Audience publique du 16 février 2023


Cassation


M. PIREYRE, président


Arrêt n° 172 F-D

Pourvoi n° Z 21-16.229


R É P U B L I Q U E F R A N Ç A I S E

_________________________

AU NOM DU PEUPLE FRANÇAIS
_________________________


ARRÊT DE LA COUR DE CASSATION, DEUXIÈME CHAMBRE CIVILE, DU 16 FÉVRIER 2023


La société [3], société par actions simplifiée, dont le siège est [Adresse 2], a formé le pourvoi n° Z 21-16.229 contre l'arrêt rendu le 12 mars 2021 par la cour d'appel d'Amiens (2e chambre, protection sociale et du contentieux de la tarification), dans le litige l'opposant à la caisse d'assurance retraite et de la santé au travail de Normandie, dont le siège est [Adresse 1], défenderesse à la cassation.

La demanderesse invoque, à l'appui de son pourvoi, les deux moyens de cassation annexés au présent arrêt.


Le dossier a été communiqué au procureur général.

Sur le rapport de Mme Renault-Malignac, conseiller, les observations de la SCP Célice, Texidor, Périer, avocat de la société [3], de la SCP Gatineau, Aa et Rebeyrol, avocat de la caisse d'assurance retraite et de la santé au travail de Normandie, et l'avis de M. de Monteynard, avocat général, après débats en l'audience publique du 10 janvier 2023 où étaient présents M. Pireyre, président, Mme Renault-Malignac, conseiller rapporteur, Mme Taillandier-Thomas, conseiller doyen, et Mme Catherine, greffier de chambre,

la deuxième chambre civile de la Cour de cassation, composée des président et conseillers précités, après en avoir délibéré conformément à la loi, a rendu le présent arrêt.


Faits et procédure

1. Selon l'arrêt attaqué (Amiens, 12 mars 2021), M. [F] (la victime), employé en dernier lieu au service de la société [3] (la société), du 26 août 1968 au 31 octobre 2003, a déclaré, le 9 juillet 2019, une affection consécutive à l'inhalation de poussières d'amiante qu'une caisse primaire d'assurance maladie a prise en charge, au titre de la législation professionnelle.

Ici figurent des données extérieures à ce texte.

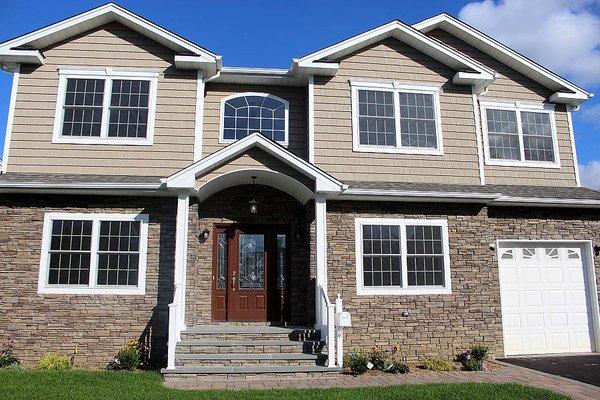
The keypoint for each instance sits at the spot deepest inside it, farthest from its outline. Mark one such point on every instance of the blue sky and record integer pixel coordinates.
(271, 33)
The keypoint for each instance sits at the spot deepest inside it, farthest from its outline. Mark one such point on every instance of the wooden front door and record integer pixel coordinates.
(249, 273)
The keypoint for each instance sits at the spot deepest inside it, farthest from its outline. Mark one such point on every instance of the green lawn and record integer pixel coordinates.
(50, 385)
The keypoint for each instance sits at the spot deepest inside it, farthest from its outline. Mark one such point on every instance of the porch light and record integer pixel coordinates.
(204, 234)
(253, 203)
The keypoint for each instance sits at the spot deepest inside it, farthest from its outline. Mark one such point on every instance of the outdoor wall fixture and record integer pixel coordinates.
(205, 234)
(253, 203)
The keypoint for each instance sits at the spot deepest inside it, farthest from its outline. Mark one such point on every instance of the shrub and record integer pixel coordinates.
(473, 365)
(128, 358)
(7, 355)
(398, 368)
(54, 361)
(438, 364)
(479, 353)
(357, 362)
(379, 358)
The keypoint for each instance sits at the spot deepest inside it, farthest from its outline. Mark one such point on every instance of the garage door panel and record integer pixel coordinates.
(544, 304)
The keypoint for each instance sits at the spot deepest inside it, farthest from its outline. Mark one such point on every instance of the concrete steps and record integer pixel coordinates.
(245, 351)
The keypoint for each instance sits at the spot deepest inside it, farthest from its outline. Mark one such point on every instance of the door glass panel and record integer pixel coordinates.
(281, 260)
(222, 261)
(252, 262)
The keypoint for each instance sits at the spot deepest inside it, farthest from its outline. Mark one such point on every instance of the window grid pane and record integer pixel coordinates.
(70, 252)
(537, 136)
(503, 134)
(118, 253)
(83, 107)
(248, 114)
(417, 121)
(382, 262)
(129, 109)
(376, 118)
(424, 256)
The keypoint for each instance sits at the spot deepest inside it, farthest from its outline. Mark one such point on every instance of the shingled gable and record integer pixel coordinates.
(25, 48)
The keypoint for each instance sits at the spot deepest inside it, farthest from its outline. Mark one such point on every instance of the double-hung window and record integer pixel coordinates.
(521, 135)
(93, 253)
(396, 118)
(105, 107)
(401, 256)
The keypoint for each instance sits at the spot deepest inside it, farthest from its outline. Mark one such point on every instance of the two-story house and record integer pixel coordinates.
(421, 178)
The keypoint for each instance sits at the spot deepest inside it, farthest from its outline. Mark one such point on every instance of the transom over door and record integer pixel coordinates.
(545, 307)
(249, 273)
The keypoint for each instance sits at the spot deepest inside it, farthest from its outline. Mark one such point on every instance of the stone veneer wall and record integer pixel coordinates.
(98, 324)
(443, 324)
(231, 206)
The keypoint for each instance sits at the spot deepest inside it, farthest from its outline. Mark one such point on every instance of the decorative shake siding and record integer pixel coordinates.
(97, 324)
(442, 324)
(231, 206)
(112, 45)
(391, 60)
(295, 95)
(255, 159)
(513, 86)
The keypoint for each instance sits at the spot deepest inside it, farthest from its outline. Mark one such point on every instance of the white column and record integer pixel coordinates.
(320, 254)
(181, 242)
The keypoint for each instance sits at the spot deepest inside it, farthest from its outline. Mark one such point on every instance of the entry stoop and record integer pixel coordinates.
(248, 351)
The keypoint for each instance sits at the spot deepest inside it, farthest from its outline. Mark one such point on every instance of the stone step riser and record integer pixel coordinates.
(209, 349)
(246, 363)
(293, 336)
(171, 379)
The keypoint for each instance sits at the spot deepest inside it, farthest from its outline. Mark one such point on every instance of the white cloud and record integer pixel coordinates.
(590, 175)
(562, 35)
(590, 113)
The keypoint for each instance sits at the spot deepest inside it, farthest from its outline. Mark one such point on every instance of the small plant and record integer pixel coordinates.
(379, 358)
(398, 368)
(54, 362)
(128, 358)
(358, 362)
(472, 365)
(472, 359)
(438, 364)
(479, 353)
(7, 355)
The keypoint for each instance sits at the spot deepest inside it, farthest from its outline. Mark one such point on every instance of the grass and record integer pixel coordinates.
(99, 385)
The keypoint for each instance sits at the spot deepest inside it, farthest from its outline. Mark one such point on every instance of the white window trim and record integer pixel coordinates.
(107, 74)
(92, 287)
(405, 289)
(222, 140)
(396, 88)
(517, 107)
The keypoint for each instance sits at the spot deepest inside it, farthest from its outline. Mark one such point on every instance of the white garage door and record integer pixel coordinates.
(544, 302)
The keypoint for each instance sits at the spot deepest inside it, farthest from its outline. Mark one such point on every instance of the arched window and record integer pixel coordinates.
(247, 113)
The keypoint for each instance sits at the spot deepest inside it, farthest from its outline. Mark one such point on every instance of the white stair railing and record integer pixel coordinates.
(328, 324)
(175, 325)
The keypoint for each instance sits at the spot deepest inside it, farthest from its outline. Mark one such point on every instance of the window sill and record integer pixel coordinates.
(398, 150)
(105, 141)
(84, 290)
(527, 164)
(384, 291)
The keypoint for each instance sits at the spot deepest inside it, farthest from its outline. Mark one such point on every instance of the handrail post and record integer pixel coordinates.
(339, 333)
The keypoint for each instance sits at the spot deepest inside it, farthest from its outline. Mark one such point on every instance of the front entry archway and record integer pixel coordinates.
(250, 274)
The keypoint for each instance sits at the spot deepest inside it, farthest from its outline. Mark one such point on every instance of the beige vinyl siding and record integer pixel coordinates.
(255, 159)
(295, 95)
(391, 60)
(112, 45)
(512, 85)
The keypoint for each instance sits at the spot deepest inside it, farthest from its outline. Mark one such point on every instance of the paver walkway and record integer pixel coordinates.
(505, 373)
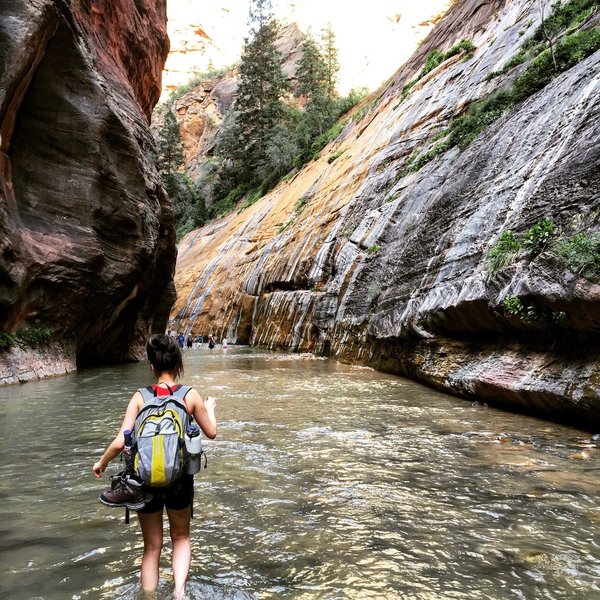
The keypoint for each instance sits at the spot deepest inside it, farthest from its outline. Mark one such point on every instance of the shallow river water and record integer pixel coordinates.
(326, 481)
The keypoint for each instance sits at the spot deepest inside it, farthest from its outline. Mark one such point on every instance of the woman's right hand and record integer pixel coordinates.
(210, 403)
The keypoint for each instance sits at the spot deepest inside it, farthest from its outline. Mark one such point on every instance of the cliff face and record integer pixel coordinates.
(359, 258)
(200, 111)
(87, 243)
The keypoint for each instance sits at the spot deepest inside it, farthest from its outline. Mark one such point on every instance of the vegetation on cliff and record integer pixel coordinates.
(556, 46)
(28, 337)
(577, 249)
(267, 133)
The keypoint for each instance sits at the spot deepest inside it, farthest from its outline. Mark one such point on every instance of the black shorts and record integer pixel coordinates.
(176, 497)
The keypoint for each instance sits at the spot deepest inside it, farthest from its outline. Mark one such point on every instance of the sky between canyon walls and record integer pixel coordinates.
(374, 37)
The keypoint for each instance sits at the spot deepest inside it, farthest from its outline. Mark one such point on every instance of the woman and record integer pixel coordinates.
(167, 365)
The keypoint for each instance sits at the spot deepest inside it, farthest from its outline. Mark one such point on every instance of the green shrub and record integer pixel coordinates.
(251, 197)
(34, 336)
(513, 305)
(336, 155)
(503, 252)
(434, 58)
(581, 253)
(537, 237)
(324, 139)
(7, 341)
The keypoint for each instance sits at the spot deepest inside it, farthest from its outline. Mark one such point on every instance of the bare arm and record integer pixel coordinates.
(204, 413)
(116, 446)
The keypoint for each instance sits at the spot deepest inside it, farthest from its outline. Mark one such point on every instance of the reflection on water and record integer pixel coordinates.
(326, 481)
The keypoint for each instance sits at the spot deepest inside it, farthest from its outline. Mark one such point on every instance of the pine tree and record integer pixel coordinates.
(316, 83)
(259, 107)
(170, 146)
(311, 71)
(332, 63)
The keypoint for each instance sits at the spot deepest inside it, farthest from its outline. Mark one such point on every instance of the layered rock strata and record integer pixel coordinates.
(87, 242)
(359, 258)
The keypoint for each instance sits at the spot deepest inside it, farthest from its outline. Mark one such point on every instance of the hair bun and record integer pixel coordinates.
(159, 341)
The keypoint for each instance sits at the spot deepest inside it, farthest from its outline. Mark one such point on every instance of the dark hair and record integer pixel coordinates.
(164, 355)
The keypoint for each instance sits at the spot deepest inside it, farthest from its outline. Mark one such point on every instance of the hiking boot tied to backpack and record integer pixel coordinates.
(126, 490)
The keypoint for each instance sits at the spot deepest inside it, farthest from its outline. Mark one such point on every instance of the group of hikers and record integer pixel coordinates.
(190, 341)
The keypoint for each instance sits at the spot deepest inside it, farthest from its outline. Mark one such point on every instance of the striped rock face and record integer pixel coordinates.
(364, 257)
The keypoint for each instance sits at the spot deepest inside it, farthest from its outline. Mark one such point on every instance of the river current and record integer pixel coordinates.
(326, 481)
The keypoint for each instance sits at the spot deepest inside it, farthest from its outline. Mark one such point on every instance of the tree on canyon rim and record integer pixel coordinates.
(189, 209)
(317, 70)
(244, 144)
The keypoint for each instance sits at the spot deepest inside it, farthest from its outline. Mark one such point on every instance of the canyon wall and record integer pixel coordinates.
(360, 258)
(87, 245)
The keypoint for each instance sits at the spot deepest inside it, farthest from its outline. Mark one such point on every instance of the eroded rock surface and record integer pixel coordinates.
(355, 258)
(87, 242)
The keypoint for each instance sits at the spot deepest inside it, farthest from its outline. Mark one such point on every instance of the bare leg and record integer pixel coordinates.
(153, 540)
(179, 526)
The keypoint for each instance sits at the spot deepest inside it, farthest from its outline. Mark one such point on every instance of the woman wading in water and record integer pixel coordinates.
(167, 365)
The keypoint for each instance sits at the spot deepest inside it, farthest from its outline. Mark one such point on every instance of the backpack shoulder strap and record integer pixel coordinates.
(181, 391)
(147, 394)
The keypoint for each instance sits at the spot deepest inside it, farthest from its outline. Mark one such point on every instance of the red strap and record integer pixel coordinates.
(161, 391)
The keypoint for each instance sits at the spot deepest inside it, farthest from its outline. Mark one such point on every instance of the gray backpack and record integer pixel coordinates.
(158, 436)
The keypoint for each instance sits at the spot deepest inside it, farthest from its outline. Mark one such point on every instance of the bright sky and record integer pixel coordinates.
(373, 37)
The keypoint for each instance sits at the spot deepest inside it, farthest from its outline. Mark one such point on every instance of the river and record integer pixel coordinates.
(326, 481)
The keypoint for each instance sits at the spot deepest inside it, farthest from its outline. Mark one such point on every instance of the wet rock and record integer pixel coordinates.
(396, 262)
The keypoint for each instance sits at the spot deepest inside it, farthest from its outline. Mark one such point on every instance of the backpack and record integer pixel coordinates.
(158, 436)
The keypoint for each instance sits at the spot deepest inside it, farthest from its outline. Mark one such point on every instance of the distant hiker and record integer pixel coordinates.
(166, 362)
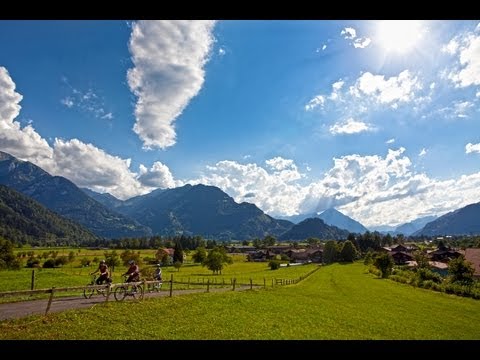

2. La caisse d'assurance retraite et de la santé au travail de Normandie (la CARSAT) ayant imputé au compte employeur d'un des établissements de la société les dépenses afférentes à la maladie professionnelle de la victime, la société a saisi d'un recours la juridiction de la tarification en demandant leur retrait et l'inscription de ces dépenses au compte spécial, en application des 3° et 4° de l'article 2 de l'arrêté du 16 octobre 1995🏛.


Examen des moyens

Sur le premier moyen, pris en sa deuxième branche

Enoncé du moyen

3. La société fait grief à l'arrêt de rejeter son recours, alors « qu'en cas de contestation judiciaire, il incombe à la CARSAT d'établir que le dernier employeur auquel elle entend tarifer la maladie professionnelle a exposé la victime au risque à l'origine de sa maladie ; qu'en déboutant la société [3] de son recours au motif : « qu'il incombe à l'employeur de démontrer qu'il n'a effectivement pas exposé son salarié au risque de sa maladie », la cour d'appel a inversé la charge de la preuve en dispensant la CARSAT d'avoir à établir que la victime avait été exposée au risque chez son dernier employeur en violation des articles R. 441-11, R. 441-13, R. 441-14, D. 242-6-1, D. 242-6-5 et D. 242-6-7 du code de la sécurité sociale, ensemble de l'article 2, 3°, de l'arrêté du 16 octobre 1995🏛🏛 et de l'article 1353 du Code civil🏛. »


Réponse de la Cour

Recevabilité du moyen

4. La CARSAT conteste la recevabilité du moyen. Elle soutient qu'il ne serait pas compatible avec la position prise par la société dans ses conclusions.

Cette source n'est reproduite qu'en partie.